And that quote rather neatly shows why the filmmakers went for "Pie" rather than "Pea" - using the latter means that instead of being called "taking a leak", he is instead called "urine".


----------



## HRSegovia (Nov 23, 2012)

It is, however, an integral part of who he is and how he learned humility.  I understand the process of adaptation and how a film adaptation is never like the book (even certain liberties are taken), but changing the pronunciation has a certain sense of "wrongness," almost blatant defiance.  What harm would it have done to pronounce it correctly and keep that element of the character?  I'm not implying they should have stuck with calling him _pissing_, but _Pea_ rather than _Pie_.

It seems petty - I know - but simple things like the pronunciation of the protagonist's name are what make the books personal.  What good is a book if you can't identify with, and sympathize with, the characters?  So, of course, maintaining the pronunciation of the name is an important part of the story.


----------



## HRSegovia (Nov 23, 2012)

As for Jonsey, certainly he is referring to the spelling and not the pronunciation.  After all, the quote is from his book on how it is pronounced.


----------



## jonesy (Nov 23, 2012)

HRSegovia said:


> As for Jonsey, certainly he is referring to the spelling and not the pronunciation.  After all, the quote is from his book on how it is pronounced.



Nope. Like I said, the quote is about how his name is spelled.

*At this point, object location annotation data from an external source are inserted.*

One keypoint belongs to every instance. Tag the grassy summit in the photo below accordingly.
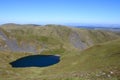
(85, 54)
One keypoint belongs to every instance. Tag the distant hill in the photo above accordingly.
(84, 54)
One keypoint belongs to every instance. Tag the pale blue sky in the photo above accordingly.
(60, 11)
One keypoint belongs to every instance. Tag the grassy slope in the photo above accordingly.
(74, 65)
(53, 36)
(97, 60)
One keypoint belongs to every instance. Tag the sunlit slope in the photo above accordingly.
(96, 62)
(56, 36)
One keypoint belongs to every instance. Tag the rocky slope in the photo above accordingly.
(32, 38)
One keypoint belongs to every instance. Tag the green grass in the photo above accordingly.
(89, 64)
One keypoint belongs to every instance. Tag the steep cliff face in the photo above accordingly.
(25, 38)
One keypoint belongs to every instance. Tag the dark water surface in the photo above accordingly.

Not how Pi, his nickname, is spelled. Here's audio from the author:
http://www.youtube.com/watch?v=aJYS9SQn1LA
He says 'pie'.


----------



## jonesy (Nov 23, 2012)

Do you remember what his brother says to him when he learns of the nickname?


----------



## Aeolius (Nov 23, 2012)

I concur. If the author says the nickname is pronounced "Pie" instead of "Pea", let's go with that. There's always room for pie. 

Now, back to the pronunciation of octopodes...


----------



## Crothian (Nov 23, 2012)

Eh, it wasn't that great of a book anyway.


----------



## HRSegovia (Nov 24, 2012)

jonesy said:


> Nope. Like I said, the quote is about how his name is spelled. Not how Pi, his nickname, is spelled. Here's audio from the author:
> http://www.youtube.com/watch?v=aJYS9SQn1LA
> He says 'pie'.




Hrm... I certainly cannot argue with this.  But the statement concerning _pea_ does present some confusion when reading.  Once you read this you spend the rest of the novel reading _pea_ in your head.  Thank you to all who responded and kept it civil (relatively).


----------



## jonesy (Nov 24, 2012)

HRSegovia said:


> Hrm... I certainly cannot argue with this.  But the statement concerning _pea_ does present some confusion when reading.  Once you read this you spend the rest of the novel reading _pea_ in your head.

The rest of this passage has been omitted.